Beyond Ensembles: Simulating All-Atom Protein Dynamics in a Learned Latent Space
Aditya Sengar, Jiying Zhang, Pierre Vandergheynst, Patrick Barth
TL;DR
<3-5 sentence high-level summary> The paper tackles the challenge of simulating long-timescale protein dynamics by shifting from brute-force MD to a representation-first approach that uses a fixed LD-FPG encoder–decoder to map all-atom configurations to a latent space. It introduces the Graph Latent Dynamics Propagator (GLDP), which swaps three latent-space propagators—autoregressive neural networks, Koopman-based linear operators, and score-guided Langevin dynamics—within a unified framework, and benchmarks them from small peptides to complex GPCRs. The results show a clear trade-off: the autoregressive NN yields the most robust long-rollout and backbone fidelity, the Langevin propagator best captures fine-grained side-chain thermodynamics, and the Koopman baseline provides a simple, interpretable performance with more rigid dynamics; notably, GLDP recovers the GPCR A2AR activation surface.
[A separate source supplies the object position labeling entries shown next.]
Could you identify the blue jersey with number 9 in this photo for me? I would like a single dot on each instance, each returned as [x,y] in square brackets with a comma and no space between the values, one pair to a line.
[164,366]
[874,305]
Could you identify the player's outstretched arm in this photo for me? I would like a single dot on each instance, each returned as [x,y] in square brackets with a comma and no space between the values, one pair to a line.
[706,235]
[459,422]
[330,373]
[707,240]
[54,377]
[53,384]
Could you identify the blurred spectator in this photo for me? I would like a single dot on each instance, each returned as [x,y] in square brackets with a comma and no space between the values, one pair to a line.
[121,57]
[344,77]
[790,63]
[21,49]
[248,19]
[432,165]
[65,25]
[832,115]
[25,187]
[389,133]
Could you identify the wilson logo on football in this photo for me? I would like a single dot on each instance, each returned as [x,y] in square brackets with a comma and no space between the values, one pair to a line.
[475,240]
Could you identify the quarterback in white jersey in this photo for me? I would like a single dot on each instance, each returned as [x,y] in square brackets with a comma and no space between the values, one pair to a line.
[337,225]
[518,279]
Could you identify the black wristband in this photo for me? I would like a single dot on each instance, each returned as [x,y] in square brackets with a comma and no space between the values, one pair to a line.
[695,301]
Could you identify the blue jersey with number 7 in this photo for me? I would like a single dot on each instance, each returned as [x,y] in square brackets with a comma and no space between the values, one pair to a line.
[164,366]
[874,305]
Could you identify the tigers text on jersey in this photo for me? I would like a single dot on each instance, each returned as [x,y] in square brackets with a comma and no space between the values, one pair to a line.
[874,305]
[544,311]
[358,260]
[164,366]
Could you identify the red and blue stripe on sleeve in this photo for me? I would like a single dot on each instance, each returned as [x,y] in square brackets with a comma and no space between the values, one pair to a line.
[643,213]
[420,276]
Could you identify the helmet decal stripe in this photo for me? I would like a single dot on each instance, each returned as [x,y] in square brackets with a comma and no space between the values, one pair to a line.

These findings illuminate how propagator choice shapes thermodynamic fidelity and kinetics in latent-space protein dynamics and point toward hybrid strategies for reliable, system-specific surrogates.
Abstract
Simulating the long-timescale dynamics of biomolecules is a central challenge in computational science. While enhanced sampling methods can accelerate these simulations, they rely on pre-defined collective variables that are often difficult to identify, restricting their ability to model complex switching mechanisms between metastable states. A recent generative model, LD-FPG, demonstrated that this problem could be bypassed by learning to sample the static equilibrium ensemble as all-atom deformations from a reference structure, establishing a powerful method for all-atom ensemble generation. However, while this approach successfully captures a system's probable conformations, it does not model the temporal evolution between them. We introduce the Graph Latent Dynamics Propagator (GLDP), a modular component for simulating dynamics within the learned latent space of LD-FPG. We then compare three classes of propagators: (i) score-guided Langevin dynamics, (ii) Koopman-based linear operators, and (iii) autoregressive neural networks. Within a unified encoder-propagator-decoder framework, we evaluate long-horizon stability, backbone and side-chain ensemble fidelity, and temporal kinetics via TICA. Benchmarks on systems ranging from small peptides to mixed-topology proteins and large GPCRs reveal that autoregressive neural networks deliver the most robust long rollouts and coherent physical timescales; score-guided Langevin best recovers side-chain thermodynamics when the score is well learned; and Koopman provides an interpretable, lightweight baseline that tends to damp fluctuations. These results clarify the trade-offs among propagators and offer practical guidance for latent-space simulators of all-atom protein dynamics.